Now for a little more on information leading to transformation…what we believe absolutely impacts how we live. Let’s say you don’t believe in God. You don’t believe in eternal life. When you die, you are dead. Forever. Would that drastically change the way you are currently living your life? Would it change your morality and ethics? If you change the guiding principles of someone’s life you will ultimately change their behavior. That is because what we believe impacts what we do. Information leads to transformation.

All those guys with letters after their names would say it like this – the indicative drives, or leads to, the imperative. Indicatives are just statements. God is love. Jesus is Lord. We are saved by grace. Those are indicatives. Imperatives are commands and in scripture they typically follow after indicatives. The reason for that is God usually gives us the reason why he wants us to live a particular way. Let me give two often cited examples of this.

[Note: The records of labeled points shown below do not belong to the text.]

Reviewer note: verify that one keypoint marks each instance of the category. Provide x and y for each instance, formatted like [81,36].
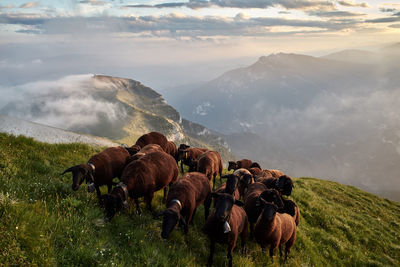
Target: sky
[169,43]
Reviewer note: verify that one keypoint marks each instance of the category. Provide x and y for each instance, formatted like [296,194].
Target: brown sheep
[172,150]
[189,156]
[230,187]
[284,184]
[244,163]
[149,138]
[145,150]
[275,229]
[141,178]
[184,197]
[210,164]
[100,170]
[224,225]
[276,173]
[245,179]
[251,201]
[255,171]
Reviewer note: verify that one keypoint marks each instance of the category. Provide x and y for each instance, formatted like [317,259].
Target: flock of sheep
[250,197]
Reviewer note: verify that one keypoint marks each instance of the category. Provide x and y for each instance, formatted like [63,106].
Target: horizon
[170,43]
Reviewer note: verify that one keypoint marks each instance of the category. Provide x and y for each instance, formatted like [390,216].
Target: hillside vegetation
[43,222]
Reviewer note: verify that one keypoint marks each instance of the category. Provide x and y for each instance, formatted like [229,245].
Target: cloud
[288,4]
[93,2]
[387,10]
[335,14]
[29,5]
[352,4]
[71,102]
[171,25]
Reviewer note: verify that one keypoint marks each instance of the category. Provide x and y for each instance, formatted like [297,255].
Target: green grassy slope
[43,222]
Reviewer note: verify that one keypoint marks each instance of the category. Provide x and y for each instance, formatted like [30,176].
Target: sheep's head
[255,165]
[112,204]
[231,183]
[244,182]
[223,205]
[133,149]
[271,195]
[79,174]
[232,165]
[284,184]
[269,210]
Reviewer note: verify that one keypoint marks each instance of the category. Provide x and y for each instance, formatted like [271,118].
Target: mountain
[354,56]
[48,134]
[115,108]
[309,116]
[44,223]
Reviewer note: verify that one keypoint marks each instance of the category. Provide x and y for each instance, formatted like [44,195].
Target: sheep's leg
[137,205]
[229,256]
[165,195]
[212,248]
[98,194]
[190,218]
[207,204]
[251,230]
[148,198]
[271,253]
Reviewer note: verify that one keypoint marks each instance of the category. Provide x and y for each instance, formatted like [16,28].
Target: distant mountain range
[115,108]
[335,116]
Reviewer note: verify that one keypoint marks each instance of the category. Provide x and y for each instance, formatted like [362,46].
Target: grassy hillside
[43,222]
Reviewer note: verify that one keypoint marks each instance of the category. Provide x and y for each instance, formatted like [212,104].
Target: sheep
[284,184]
[251,201]
[230,187]
[184,197]
[100,170]
[145,150]
[275,229]
[245,179]
[142,177]
[276,173]
[172,150]
[189,155]
[255,171]
[210,164]
[226,222]
[149,138]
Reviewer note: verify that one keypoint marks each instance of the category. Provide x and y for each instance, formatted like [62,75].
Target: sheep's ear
[214,195]
[69,170]
[161,213]
[182,220]
[239,203]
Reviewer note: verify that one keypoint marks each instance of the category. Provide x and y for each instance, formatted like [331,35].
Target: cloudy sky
[167,43]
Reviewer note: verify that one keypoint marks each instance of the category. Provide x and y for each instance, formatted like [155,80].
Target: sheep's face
[244,183]
[232,165]
[272,196]
[285,185]
[112,204]
[223,206]
[269,210]
[170,219]
[231,184]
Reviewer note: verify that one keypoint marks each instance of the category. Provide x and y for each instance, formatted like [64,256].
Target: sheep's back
[109,163]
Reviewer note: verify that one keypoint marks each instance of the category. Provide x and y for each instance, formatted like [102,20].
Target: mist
[70,103]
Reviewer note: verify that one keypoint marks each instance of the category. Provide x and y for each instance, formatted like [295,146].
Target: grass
[44,223]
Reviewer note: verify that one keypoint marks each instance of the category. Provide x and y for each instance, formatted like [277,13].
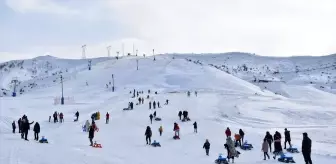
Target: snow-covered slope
[223,101]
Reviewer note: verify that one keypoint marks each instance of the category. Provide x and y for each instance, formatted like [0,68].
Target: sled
[176,137]
[246,146]
[221,160]
[286,158]
[156,144]
[292,150]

Example #1 – The Ten Commandments (Exodus 20)
If you learned or memorized the ten commandments as a child you learned that they started at Exodus 20:3. But if you back up a verse, before God tells them anything about how to live or what commands (imperatives) to follow, he gives them this indicative as the basis for their obedience, “I am the LORD your God, who brought you out of Egypt, out of the land of slavery…You shall have no other gods before me” (command #1). God understands the natural progression of how we think about things and what leads to us living them out. That only makes sense because He made us to be like that. I am glad he didn’t just give us a bunch of lists of truths or rules and expect us to get it. Instead he has delicately interlaced the two together in His Word and ultimately lived it out through the life and ministry of Jesus Christ.

Example #2 – Ephesians
I first heard this from Dr. Oster at Harding Graduate School. The book of Ephesians is split very purposefully into two halves: Chapters 1-3 & 4-6. The first half is full of indicatives, truths about God, Christ, and our relationship with them. There is only 1 imperative/command in the first half of Ephesians and that one is a command to “remember” what God has done for us. So even the lone command is a command pointing us back to the indicatives. There are something like 41 imperatives in the last three chapters of Ephesians. What’s the point? Before Paul gives them all the commands they first have to understand something about God.

Let me bring this back to Bible study. When we study the Bible the end game is our hope that studying this book will result in a changed, more Christ-like life. That means we are studying for application/transformation. God wants scripture to change our lives. We should want that too. In order to have the basis for understanding and living out those transformative principles we must first have the information/indicative that gives us the background for why these things are important so that our actions and attitudes can be informed by the truth.

Let me end this post with one practical “how to” lesson on what all this means for how we study the Bible. I have said this on the blog before but here it goes again. If we want to apply scripture to our lives we have to know what it says. If we are going to know what it says we have to read or hear what it says. That means that before any of these things even matter we have to act. We have to make the move. We must pick up our Bibles, ask God to guide us and transform us, and study.

0 Responses

  1. I agree wholeheartedly. Your thoughts puts into perspective why a person’s motivation for studying the Bible and the importance of studying Scripture in context is sometimes overlooked or ignored. Too often as people we rely on elementary truths, our own preconceived notions and our personal biases. As you stated, God created us with the ability to think which eventually leads us to action. We all need to further develop our reasoning and critical thinking skills.